Beyond the Clouds
What follows is less a review and more of an experiment. Two things right off the bat: One, I enjoy the films of Michelangelo Antonioni and I do not enjoy the films of Wim Wenders. Antonioni’s 1995 film Beyond the Clouds, written, produced, and seen to completion by Wenders,is to some extent the worst of both filmmakers. Two, the proposed “experiment” involves quite a bit of lying. If you’re comfortable with these preconditions, then, please, read on.
Find a friend that you are trying to lose. This will work best if the future ex-friend is not a fan of what might be called “European art house cinema.” Take a second and envision this person. Now pick up the phone and text him an invitation to see Beyond the Clouds. This is where the deception begins. When he sees the name Antonioni he might resist—here you start lying. Tell him this is a great film, and absolutely not what he is thinking it will be. Of course, it is exactly what he fears it is and, quite honestly, worse.
This is a film that will check off every box of European art film cliché he fears and loathes. The list includes men following women they don’t know, pseudo-philosophical voice over, facial caresses, middle age men having sex with very young women, beaches at winter, explicit conversations about the nature of love and loneliness while walking through narrow Italian and French streets, and the music of U2.

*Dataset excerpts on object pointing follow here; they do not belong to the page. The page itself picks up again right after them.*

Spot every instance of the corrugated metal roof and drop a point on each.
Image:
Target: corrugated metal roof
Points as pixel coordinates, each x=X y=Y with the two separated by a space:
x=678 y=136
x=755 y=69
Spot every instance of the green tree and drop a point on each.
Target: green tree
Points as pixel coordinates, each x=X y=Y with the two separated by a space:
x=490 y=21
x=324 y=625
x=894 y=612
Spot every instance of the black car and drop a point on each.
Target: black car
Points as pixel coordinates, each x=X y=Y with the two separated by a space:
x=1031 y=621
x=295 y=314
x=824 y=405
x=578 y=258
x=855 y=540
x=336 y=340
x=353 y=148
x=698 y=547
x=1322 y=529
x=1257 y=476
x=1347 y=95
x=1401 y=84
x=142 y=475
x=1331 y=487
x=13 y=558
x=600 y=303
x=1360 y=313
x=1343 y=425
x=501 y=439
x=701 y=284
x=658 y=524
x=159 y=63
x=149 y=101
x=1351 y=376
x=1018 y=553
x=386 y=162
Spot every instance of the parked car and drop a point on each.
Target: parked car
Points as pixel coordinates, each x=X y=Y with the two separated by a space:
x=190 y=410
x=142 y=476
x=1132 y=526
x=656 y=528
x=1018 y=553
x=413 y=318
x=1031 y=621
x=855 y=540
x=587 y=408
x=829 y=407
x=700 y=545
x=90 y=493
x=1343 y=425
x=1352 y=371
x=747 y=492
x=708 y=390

Once you’ve lied your ass off and gotten him in the theater, sit back and enjoy some fairly beautiful images of fog shrouded landscapes and a few good moments. Some of the dialogue is poetic enough, and a few of the scenarios convey a true sense of wandering and desire (particularly the wordless passages in the film’s first and last segments). For the most part, the film is a clichéd train-wreck that proves that bloated misfires unite the entire world cinematically. Beyond the Clouds must be seen to be believed. It is the next frontier of camp—a hyper-self-serious meditation that stumbles time after time into laughably ponderous territory. If you are interested in new dimensions of badness then you won’t regret checking it out. And if you choose to try my little experiment, you’ll also come out of the theater one unwanted friend lighter.